Paper Structure (43 sections, 2 equations, 4 figures, 14 tables, 1 algorithm)

This paper contains 43 sections, 2 equations, 4 figures, 14 tables, 1 algorithm.

Figures (4)

  • Figure 1: Examples from the VIST dataset illustrating how the absence of characters or vague character references affect story coherence and engagement. The first story is purely descriptive without any characters, lacking emotional depth and narrative engagement. No human presence means no perspective, making it static and impersonal. In the second story, while a character is mentioned ("a man"), he adds nothing to the story. The man is passive, disconnected from events, and does not drive the narrative, making the story feel just as flat as the first one. The third story fails to refer to the protagonist correctly, switching between "we", "they", and "I", which causes the story to be confusing and illogical.

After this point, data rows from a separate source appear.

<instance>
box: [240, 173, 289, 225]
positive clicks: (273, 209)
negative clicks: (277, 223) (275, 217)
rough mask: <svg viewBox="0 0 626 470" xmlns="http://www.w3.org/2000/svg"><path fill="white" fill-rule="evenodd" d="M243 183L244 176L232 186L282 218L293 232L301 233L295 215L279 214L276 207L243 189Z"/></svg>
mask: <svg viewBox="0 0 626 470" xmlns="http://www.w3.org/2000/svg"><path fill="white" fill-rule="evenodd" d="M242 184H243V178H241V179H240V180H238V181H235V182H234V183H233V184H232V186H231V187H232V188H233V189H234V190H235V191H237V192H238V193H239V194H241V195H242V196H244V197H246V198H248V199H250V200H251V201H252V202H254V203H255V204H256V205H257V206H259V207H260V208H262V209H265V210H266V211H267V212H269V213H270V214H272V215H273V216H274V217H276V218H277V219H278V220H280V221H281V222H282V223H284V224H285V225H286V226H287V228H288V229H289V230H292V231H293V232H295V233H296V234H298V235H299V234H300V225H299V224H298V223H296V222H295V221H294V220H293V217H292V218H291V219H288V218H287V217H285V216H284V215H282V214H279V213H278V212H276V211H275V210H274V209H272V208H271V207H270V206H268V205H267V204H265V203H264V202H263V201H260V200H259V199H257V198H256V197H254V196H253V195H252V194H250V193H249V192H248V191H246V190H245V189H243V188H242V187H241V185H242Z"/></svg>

  • Figure 2: A sample from the VIST dataset huang2016visual augmented with character chains. Visual characters are outlined by segmentation mask boundaries, where same color indicates same characters. Each character bears a unique label overlaid in the center of the mask. Output stories are annotated with textual character chains, and each character mention is aligned to visual characters (e.g., (#4) refers to visual segment 4).

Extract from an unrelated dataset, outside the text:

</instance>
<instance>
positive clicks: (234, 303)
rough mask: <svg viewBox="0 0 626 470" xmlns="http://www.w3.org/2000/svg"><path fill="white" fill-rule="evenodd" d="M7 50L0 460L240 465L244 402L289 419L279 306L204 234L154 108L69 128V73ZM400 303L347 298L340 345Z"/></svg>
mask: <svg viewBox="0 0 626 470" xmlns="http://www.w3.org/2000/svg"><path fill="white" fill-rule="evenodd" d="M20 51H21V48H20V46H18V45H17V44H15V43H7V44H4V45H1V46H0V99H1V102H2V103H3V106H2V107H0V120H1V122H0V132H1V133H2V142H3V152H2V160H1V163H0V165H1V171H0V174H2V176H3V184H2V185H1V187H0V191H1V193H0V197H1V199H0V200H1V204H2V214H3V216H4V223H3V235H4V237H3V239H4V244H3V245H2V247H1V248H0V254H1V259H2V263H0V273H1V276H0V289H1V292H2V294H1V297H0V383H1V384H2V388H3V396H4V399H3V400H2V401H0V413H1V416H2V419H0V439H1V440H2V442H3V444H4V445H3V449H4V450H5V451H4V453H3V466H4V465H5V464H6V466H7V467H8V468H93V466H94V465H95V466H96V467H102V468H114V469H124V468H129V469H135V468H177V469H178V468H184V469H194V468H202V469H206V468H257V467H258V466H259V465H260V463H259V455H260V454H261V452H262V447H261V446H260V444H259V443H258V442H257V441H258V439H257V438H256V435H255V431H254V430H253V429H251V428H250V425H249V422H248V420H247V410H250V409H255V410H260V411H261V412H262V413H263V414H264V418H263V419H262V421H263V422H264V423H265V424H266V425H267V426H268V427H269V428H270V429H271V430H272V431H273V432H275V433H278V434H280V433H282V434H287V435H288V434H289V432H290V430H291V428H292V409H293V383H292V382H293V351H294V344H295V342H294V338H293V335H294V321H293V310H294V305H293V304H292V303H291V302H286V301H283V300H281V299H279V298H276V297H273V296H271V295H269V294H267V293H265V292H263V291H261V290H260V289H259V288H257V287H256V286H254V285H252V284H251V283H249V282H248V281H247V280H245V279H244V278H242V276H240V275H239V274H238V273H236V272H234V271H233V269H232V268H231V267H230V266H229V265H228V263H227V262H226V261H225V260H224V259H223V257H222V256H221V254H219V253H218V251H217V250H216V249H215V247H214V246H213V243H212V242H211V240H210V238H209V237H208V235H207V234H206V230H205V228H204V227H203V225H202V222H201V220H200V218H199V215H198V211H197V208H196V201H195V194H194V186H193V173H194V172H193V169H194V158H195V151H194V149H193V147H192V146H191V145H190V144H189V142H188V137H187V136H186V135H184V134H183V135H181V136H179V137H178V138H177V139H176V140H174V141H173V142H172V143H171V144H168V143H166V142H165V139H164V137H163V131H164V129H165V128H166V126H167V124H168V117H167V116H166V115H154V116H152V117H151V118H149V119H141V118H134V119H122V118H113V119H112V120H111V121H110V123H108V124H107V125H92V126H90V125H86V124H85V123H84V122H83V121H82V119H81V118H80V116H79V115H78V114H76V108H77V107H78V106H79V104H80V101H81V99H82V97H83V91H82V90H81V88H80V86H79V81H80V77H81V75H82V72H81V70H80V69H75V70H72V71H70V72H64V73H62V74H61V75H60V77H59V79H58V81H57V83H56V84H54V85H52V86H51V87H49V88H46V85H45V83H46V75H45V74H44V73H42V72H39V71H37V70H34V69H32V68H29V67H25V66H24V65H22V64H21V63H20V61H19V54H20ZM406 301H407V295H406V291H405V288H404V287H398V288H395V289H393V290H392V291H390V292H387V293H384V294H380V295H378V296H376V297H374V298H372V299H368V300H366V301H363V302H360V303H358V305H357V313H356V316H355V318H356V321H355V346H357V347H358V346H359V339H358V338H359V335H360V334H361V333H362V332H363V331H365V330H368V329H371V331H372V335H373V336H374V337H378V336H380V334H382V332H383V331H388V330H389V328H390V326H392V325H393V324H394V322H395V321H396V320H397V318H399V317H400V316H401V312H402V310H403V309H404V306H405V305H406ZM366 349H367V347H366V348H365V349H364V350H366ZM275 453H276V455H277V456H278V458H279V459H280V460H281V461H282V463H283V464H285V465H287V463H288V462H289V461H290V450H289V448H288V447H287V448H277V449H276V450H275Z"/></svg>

  • Figure 3: Illustration of the incremental clustering algorithm for creating visual coreference chains and prompts used in textual coreference resolution. (a) Character detections in Image$_{k+1}$ are compared against character clusters from the previous $k$ images to generate a visual similarity matrix. Best matching character detections are added to existing clusters. Detections that do not match any clusters are grouped into new clusters. (b) A QA-based prompting method is used to identify entities referring to characters (Step 1). Then character clusters are identified using a structured prompt template, which can handle singular and plural character mentions (Step 2).
  • Figure 4: Examples of system output and human-written story for an image sequence (VIST test set).